TidalStream Develops Low cost buoyancy-controlled platform (UK)

A new system was proposed to harness energy from marine currents, with a capacity ranging between 2 and 10 MW, specifically designed to overcome the traditional difficulties of maintenance and repair at sea.

TidalStream is developing a low cost buoyancy-controlled platform that can provide up to 10 MW from a single installation, float-out deployment, and onboard maintenance access. The plant, called Triton, consists in 6-metre diameter turbines (2 to 6) mounted on twin floating vertical booms tethered to a gravity base on the seabed.

The TidalStream ‘Triton’:

* is designed to survive the incredible power of the sea in all conditions

* is simple to install, maintain and remove in fast tidal races

* provides easy access in a wide range of conditions for routine maintenance and unscheduled repairs with minimal downtime

* can be equipped with up to 10 MW of turbine capacity from a range of turbine suppliers

* provides a highly cost-effective and efficient turbine deployment system.

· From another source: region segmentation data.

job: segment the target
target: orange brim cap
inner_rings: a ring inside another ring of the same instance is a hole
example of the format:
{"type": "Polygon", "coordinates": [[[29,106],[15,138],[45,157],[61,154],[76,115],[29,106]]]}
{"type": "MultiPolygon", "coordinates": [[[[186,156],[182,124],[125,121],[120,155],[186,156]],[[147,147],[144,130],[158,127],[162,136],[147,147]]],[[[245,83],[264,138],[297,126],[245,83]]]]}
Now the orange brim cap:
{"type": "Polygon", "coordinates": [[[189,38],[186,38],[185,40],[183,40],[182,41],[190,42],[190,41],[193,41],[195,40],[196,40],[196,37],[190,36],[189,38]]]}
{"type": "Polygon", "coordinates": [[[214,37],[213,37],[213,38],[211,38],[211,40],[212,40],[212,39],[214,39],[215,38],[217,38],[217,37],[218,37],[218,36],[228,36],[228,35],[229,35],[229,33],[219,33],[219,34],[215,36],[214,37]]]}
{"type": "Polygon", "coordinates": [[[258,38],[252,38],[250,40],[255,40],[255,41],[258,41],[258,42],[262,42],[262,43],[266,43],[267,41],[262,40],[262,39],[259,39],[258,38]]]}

Ocean tidal streams are one of the key sources of clean’ energy still to be fully commercialised. For the UK alone they could provide up to 16% of the nation’s total electricity requirement and are an essential part of helping to meet carbon emission reduction targets. However, up until now, the problem has been the lack of a cost effective and practical tidal turbine deployment and maintenance system that can meet this challenge. The ‘Triton’ Semi-Submersible Turbine (SST) concept is designed for deep water, such as the 60m deep Pentland Firth – too deep to mount turbines on towers to the seabed economically and too rough for surface floaters to survive. Instead, the turbines are mounted on semi-submersible spar buoys tethered to the seabed gravity anchorages by a swing-arm A key feature is that the turbines use technology and components developed from the wind energy, that already exist and that have been developed over the last 20 years. It is only the support structure that is truly new and innovative.

For routine maintenance, access can be gained from an ordinary service vessel to the control room at the top of one of the spars. While for emergency or extraordinary maintenance or repair, the buoys can be brought to the surface until they are floating, so that the turbines are no longer submerged underwater. “In traditional turbines, even simple tasks such as replacing a circuit board or checking a sensor would require the removal of the turbine. Furthermore, site visits take place several times a year,” said John Armstrong, founder of TidalStream. This is why simple maintenance can determine the success of a marine technology, and Triton designers focused on this aspect. The capacity of the device ranges between 2 and 10 MW (depending on the amount of turbines and marine current velocity) and – according to TidalStream developers – it is designed for sites that are up to 60 metres deep, where water is too deep to mount turbines on towers and too rough for surface floaters to survive.